La noticia no ofrece soluciones concretas para los agricultores afectados, lo que deja un vacío en la información proporcionada. Además, el título es un poco sensacionalista y no refleja con precisión el contenido del artículo.
La ministra de Seguridad Social, Elma Saiz, ha anunciado que el déficit del sistema de pensiones se redujo en 2.447 millones de euros en 2025, situándolo en 7.387 millones, lo que supone el 0,4% del PIB. Sin embargo, esta reducción se logró gracias a la inyección de 4.400 millones de euros procedentes de otros impuestos, lo que ha generado preocupación sobre la sostenibilidad del sistema. La brecha en las pensiones de los jubilados de diferentes autonomías supera los 800 euros por primera vez, lo que pone en evidencia la necesidad de una reforma más profunda. El Ministerio de Seguridad Social ha destacado que las transferencias de dinero de los impuestos al sistema de pensiones aumentaron en 4.400 millones de euros en 2025, lo que supone un 11% más que en 2024. Esto ha permitido pagar pensiones no contributivas y otras prestaciones, pero también ha generado un aumento en la dependencia del sistema de pensiones de otros impuestos.

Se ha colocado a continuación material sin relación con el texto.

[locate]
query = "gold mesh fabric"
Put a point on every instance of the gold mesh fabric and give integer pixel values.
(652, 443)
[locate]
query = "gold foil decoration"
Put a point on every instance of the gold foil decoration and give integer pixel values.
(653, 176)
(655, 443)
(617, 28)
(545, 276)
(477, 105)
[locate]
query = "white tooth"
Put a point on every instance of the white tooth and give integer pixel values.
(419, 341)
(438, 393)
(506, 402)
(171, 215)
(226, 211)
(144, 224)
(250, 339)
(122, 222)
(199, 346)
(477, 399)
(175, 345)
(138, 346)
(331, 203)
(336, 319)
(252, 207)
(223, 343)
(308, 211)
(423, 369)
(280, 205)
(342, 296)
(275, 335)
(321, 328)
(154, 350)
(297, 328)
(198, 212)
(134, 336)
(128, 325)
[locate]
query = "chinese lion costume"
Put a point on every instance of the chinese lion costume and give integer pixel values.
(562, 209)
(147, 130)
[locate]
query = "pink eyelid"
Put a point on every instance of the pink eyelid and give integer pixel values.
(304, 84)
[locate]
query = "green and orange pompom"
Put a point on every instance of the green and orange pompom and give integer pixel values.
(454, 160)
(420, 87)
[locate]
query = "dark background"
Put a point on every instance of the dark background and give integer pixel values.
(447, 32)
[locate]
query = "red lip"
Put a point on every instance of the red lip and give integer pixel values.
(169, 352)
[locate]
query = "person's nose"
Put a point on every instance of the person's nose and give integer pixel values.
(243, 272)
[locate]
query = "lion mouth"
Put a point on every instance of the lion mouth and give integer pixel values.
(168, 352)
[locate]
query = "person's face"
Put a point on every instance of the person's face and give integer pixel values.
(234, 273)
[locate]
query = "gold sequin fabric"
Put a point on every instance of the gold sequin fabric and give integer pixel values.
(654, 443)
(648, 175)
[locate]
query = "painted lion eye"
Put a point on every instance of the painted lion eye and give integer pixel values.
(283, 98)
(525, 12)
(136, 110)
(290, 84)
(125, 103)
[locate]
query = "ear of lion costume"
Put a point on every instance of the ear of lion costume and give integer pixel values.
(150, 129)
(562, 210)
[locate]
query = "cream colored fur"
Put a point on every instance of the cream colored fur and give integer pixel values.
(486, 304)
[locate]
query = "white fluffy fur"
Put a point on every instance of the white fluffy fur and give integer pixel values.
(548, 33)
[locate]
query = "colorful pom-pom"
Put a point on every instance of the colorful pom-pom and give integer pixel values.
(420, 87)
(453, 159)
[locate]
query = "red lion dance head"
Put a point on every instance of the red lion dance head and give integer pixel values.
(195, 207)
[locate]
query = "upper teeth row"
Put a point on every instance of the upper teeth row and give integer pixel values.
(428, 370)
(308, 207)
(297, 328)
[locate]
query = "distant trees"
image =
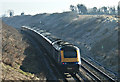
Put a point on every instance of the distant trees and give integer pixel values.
(22, 13)
(82, 9)
(11, 13)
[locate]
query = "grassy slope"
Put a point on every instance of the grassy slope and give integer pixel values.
(13, 47)
(97, 36)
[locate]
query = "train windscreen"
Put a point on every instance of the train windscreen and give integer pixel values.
(70, 54)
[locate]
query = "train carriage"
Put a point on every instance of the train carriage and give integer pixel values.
(66, 55)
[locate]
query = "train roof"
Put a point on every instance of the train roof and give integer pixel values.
(53, 39)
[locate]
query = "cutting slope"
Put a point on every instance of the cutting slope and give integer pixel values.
(96, 35)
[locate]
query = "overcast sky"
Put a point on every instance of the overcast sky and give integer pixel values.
(49, 6)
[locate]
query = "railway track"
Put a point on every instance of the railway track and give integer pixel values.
(92, 71)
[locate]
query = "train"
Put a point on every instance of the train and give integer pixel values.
(65, 54)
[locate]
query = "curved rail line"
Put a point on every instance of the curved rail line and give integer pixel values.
(86, 69)
(97, 70)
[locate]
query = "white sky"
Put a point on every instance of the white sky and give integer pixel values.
(49, 6)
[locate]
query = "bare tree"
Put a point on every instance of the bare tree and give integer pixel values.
(82, 9)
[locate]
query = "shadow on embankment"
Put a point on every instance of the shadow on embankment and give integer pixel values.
(34, 61)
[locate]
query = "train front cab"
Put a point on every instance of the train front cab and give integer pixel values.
(70, 60)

La situación se vuelve aún más preocupante cuando se considera que la economía se encuentra en un ciclo expansivo y que el desempleo puede repuntar en el futuro, lo que reduciría las cotizaciones sociales y aumentaría la necesidad de transferencias del Estado. El Ejecutivo está trabajando en medidas para palier esta situación, como la bonificación de quienes retrasan su jubilación y siguen trabajando, y la negociación con sindicatos y empresarios para afrontar el incremento del gasto por las bajas laborales. La seguridad social también abona el ingreso mínimo vital, que está en aumento tanto en cantidad como en número de beneficiarios, y que supuso un coste de más de 4.000 millones de euros en 2025. En resumen, la reducción del déficit del sistema de pensiones es un paso positivo, pero no debe distraernos de la necesidad de abordar los problemas estructurales del sistema y garantizar su sostenibilidad a largo plazo.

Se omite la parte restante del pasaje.